El catán, un pez "fósil viviente" de 3 metros de largo, está cada vez más cerca de su supervivencia

El también conocido como aligator gar, un depredador de primer orden, ha desaparecido de algunas partes del río Misisipi.

Por Jason Bittel
Publicado 17 feb 2022, 12:43 CET
Richard Raddatz, del Museo Field, junto a un catán en Chicago, Illinois, en 1905.

Richard Raddatz, del Museo Field, junto a un catán en Chicago, Illinois, en 1905.

Fotografía de Charles Carpenter/Field Museum Library/Getty Images

El aligátor gar (más comunmente conocido como catán) es un pez de agua dulce con dientes de serpiente más largo que un banco de parque y más pesado que un puma. Las escamas óseas que cubren su cuerpo lo hacen parecer un dinosaurio acorazado, y por una buena razón: el segundo pez más grande de Norteamérica lleva nadando desde finales del período Jurásico, hace 157 millones de años.

Muchos ignoran que el catán de 3 metros de largo sigue existiendo, pero cuando lo descubren que es así, la primera sensación que les visita es miedo, dice Solomon David, ecologista de peces de la Universidad Estatal Nicholls de Luisiana (Estados Unidos).

Pero "no son como los caimanes, los leones u otros animales que pueden arrancar trozos de presa", dice David. "Tienen que tragarse su presa entera, por lo que son inofensivos para los humanos".
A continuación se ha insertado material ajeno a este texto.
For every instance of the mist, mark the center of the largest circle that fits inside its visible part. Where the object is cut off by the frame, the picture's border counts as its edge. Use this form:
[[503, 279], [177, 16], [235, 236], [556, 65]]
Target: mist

Los catanes, que pueden llegar a pesar más de 90 kilos, se parecen a los aligátores en un aspecto: son depredadores de alto nivel, lo que significa que proporcionan servicios ecosistémicos esenciales a sus hábitats, que son principalmente la cuenca media y baja del río Misisipi en EE.UU. Estas especies de agua dulce mantienen controladas las poblaciones de presas cazando peces más pequeños, anfibios, reptiles, mamíferos y aves, dice David.

(Más información sobre la diversidad de los peces de agua dulce)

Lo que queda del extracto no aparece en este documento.